No apagar das luzes de seu mandato, o ex-presidente promoveu um jantar
no Palácio do Planalto para a nata do PIB nacional –Odebrecht, Gerdau,
Lázaro Brandão, entre outros - com direito a vinho francês e refinado
menu. Mas o prato principal era obter dinheiro para o financiamento de
seu instituto após sair da Presidência. Conseguiu naquela noite a
bagatela de R$ 7 milhões.
O filho do ex-presidente teve as contas de um hotel de luxo em Ipanema,
onde morou por certo período, pagas por um grupo empresarial do setor
têxtil. Andava pra lá e pra cá de BMW e tinha um jatinho permanentemente
à sua disposição. Isso tudo com o pai ainda na Presidência da
República.
O ex-presidente e seu partido foram acusados por certo senhor, que foi
seu Ministro de Estado e figura ativa na campanha eleitoral, de terem
apropriado nada menos que R$ 130 milhões de sobras de campanha em sua
primeira eleição, sendo R$ 100 milhões de caixa dois. Disse ainda que o
recurso foi provavelmente enviado ao exterior.

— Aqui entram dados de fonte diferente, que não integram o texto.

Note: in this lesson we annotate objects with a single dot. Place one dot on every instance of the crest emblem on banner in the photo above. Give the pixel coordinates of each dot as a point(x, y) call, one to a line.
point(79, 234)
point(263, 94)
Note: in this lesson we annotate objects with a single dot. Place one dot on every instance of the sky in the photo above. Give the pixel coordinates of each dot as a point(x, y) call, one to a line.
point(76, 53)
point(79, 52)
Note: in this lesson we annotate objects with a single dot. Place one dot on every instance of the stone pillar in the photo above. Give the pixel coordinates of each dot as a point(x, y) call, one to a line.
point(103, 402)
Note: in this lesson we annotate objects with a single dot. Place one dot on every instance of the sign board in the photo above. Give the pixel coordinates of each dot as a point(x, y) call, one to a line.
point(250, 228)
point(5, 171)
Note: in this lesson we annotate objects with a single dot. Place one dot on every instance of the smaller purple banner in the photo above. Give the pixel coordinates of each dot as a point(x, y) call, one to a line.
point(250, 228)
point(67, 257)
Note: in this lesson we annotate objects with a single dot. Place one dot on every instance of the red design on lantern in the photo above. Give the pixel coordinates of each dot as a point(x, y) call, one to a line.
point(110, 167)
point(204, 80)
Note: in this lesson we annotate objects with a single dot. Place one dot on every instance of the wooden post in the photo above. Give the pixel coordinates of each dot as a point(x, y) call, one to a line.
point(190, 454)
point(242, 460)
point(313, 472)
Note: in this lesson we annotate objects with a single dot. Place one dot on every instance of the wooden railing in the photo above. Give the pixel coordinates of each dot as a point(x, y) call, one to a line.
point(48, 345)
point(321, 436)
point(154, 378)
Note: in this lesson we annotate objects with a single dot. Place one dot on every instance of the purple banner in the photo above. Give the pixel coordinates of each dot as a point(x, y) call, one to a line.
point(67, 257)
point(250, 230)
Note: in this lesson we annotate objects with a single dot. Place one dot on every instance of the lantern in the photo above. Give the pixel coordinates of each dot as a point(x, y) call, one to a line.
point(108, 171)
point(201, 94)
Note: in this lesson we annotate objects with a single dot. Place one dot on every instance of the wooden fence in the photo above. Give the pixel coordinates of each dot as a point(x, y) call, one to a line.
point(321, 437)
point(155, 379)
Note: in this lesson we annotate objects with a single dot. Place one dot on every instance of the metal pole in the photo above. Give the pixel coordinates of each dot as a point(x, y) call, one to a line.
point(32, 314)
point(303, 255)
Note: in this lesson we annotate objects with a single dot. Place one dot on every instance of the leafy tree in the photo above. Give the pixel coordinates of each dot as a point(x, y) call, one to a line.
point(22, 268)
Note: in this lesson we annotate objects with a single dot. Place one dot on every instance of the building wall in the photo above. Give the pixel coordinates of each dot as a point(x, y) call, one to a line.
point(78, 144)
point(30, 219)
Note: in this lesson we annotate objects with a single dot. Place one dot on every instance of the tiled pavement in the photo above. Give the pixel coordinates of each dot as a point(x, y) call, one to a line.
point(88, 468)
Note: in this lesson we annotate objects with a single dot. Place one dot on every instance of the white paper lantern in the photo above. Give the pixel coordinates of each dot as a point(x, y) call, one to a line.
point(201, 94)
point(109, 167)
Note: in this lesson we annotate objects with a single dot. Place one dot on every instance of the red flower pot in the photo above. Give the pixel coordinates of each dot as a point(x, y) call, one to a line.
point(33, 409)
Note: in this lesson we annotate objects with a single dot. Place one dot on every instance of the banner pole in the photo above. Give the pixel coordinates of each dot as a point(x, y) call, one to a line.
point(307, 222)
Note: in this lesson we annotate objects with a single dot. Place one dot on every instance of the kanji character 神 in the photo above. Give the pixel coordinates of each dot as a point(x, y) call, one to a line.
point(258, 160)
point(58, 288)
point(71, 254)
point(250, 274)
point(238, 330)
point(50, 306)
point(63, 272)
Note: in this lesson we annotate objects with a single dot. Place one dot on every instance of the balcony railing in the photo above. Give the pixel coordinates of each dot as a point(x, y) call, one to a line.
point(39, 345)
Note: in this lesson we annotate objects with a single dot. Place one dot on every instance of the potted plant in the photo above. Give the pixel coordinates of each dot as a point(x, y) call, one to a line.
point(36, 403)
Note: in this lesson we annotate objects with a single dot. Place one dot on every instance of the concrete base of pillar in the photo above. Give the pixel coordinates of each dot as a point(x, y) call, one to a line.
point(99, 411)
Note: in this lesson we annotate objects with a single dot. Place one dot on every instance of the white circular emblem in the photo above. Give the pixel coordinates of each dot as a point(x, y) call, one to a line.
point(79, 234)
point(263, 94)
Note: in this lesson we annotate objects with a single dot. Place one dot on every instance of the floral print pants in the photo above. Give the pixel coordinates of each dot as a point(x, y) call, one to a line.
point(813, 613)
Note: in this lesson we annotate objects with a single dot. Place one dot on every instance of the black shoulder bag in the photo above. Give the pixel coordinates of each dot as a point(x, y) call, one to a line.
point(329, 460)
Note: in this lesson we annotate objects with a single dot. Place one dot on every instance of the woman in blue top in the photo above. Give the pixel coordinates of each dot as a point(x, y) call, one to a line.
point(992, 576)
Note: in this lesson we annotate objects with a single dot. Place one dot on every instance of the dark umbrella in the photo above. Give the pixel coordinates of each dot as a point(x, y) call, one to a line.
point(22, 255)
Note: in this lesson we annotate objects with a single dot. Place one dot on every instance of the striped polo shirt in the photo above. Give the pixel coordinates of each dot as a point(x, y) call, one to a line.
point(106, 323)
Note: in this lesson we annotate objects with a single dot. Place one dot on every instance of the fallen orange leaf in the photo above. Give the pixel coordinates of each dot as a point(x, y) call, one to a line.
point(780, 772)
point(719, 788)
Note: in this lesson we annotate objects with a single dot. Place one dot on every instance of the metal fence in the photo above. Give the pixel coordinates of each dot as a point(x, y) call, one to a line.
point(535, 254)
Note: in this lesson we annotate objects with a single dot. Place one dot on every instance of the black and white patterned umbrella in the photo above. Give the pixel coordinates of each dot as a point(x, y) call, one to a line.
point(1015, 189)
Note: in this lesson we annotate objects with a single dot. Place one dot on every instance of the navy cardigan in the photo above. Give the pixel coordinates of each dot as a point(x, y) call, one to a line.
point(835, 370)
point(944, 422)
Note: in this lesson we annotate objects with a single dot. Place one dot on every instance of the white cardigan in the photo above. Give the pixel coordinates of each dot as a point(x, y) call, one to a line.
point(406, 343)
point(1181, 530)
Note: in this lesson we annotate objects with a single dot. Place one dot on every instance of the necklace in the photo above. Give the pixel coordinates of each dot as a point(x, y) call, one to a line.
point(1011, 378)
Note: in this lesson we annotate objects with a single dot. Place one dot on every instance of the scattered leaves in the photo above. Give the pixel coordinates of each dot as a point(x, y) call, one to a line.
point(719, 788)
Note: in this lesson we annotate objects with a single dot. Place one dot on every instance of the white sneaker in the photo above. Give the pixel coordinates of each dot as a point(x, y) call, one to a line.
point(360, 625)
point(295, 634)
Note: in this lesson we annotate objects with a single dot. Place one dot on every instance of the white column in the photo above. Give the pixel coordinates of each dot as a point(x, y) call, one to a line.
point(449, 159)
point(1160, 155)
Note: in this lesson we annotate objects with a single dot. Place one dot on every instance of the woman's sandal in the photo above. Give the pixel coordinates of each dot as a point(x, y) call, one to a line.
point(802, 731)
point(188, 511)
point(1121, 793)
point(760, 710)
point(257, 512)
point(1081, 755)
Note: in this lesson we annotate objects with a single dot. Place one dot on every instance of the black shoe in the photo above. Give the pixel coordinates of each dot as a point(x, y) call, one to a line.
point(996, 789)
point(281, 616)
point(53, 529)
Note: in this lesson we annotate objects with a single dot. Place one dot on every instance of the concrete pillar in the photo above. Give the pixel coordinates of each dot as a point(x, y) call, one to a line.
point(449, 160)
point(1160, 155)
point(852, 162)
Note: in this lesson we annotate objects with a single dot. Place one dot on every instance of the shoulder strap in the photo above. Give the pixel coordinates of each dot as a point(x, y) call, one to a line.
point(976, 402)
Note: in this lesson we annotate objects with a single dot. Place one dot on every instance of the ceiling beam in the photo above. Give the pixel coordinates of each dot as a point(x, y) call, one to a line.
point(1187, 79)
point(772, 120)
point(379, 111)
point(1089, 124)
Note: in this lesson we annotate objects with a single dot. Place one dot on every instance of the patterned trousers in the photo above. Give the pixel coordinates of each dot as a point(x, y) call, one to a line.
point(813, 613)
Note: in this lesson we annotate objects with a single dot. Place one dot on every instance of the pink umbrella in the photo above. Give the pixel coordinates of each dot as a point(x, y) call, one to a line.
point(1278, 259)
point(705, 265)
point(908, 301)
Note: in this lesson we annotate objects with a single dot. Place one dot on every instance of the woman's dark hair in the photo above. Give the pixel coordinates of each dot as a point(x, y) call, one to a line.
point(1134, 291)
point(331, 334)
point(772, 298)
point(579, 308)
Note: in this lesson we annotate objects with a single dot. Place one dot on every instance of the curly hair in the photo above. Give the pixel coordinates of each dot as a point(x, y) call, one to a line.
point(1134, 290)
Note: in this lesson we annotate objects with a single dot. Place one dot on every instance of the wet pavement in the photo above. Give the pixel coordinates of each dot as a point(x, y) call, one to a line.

O nome deste ex-presidente é Fernando Henrique Cardoso. O filho pródigo é
Paulo Henrique Cardoso. E o acusador dos desvios na campanha de 1994 é
José Eduardo de Andrade Vieira, banqueiro que foi ministro da
Agricultura de FHC.
Nenhum desses fatos é novidade. Mas não renderam dez minutos no "Jornal
Nacional" por dias a fio nem repetidas manchetes da Folha. Não fizeram
também com que FHC e seu filho fossem intimados a depor pelo Ministério
Público.
Se fosse o Lula...
Aliás, o mesmo Ministério Público de São Paulo que intimou Lula e sua
esposa não denunciou nenhum agente político no escândalo do "trensalão"
tucano e arquivou o caso das irregularidades no monotrilho, que
apareciam numa planilha apreendida com Alberto Youssef.
Seguindo a toada, o Ministério Público de Minas Gerais também pediu o
arquivamento do caso do aeroporto de Claudio. O então governador Aécio
Neves (PSDB) desapropriou a fazenda de seu tio para construir um
aeroporto, cuja chave (do aeroporto "público") ficava em poder de sua
família. O MP mineiro não viu motivo algum para intimar Aécio ou
oferecer denúncia.
FHC é tratado pela mídia como grande estadista e nunca foi incomodado
pelo MP ou pela Polícia Federal. Em seu governo, aliás, ambos eram
controlados na rédea curta. Suas transações com o pecuarista e
empresário Jovelino Mineiro, seja na controversa fazenda de Buritis
(MG), seja na hospedagem frequente em apartamento na capital francesa,
nunca geraram grande alarde. Atibaia desperta mais interesse que Paris.
Aécio, por seu lado, desfila em Brasília como defensor da moralidade.
Tal como FHC é aplaudido em restaurantes e não tem porque se preocupar
com investigações. Seu nome apareceu em mais de uma delação da Lava
Jato, mas não cola.
Em relação a Lula, a disposição é outra. Uma canoa vira iate. E o
depoimento de um zelador é tratado como condenação transitada em
julgado.
É verdade que Lula e o PT pagam o preço de suas escolhas. Não
enfrentaram em seu governo a estrutura arcaica do sistema político
brasileiro, onde interesses públicos e privados sempre conviveram
promiscuamente. Mantiveram intocado o monopólio midiático empresarial,
que hoje os dilacera. E optaram por uma aliança com a elite econômica,
pensando talvez que seriam tratados como os "de casa". Chocaram o ovo da
serpente.
Mas criticar suas escolhas estratégicas - como é o caso aqui - não
significa legitimar um linchamento covarde e com indisfarçado interesse
político. Se há acusações em relação a favorecimentos da OAS ou da
Odebrecht, que Lula seja investigado. Como Fernando Henrique nunca foi e
os grão-tucanos não costumam ser.
Contudo, investigação - e jornalismo investigativo - não podem carregar
as marcas das cartas marcadas e da seletividade. Definir que Lula é o
alvo e, depois, fazer uma devassa pelo país em busca de um argumento
factível é transformar investigação em achincalhamento e argumento em
pretexto.
Como gosta de dizer um famoso morador de Higienópolis: "assim não pode, assim não dá".
Texto de Guilherme Boulos, na Folha de São Paulo.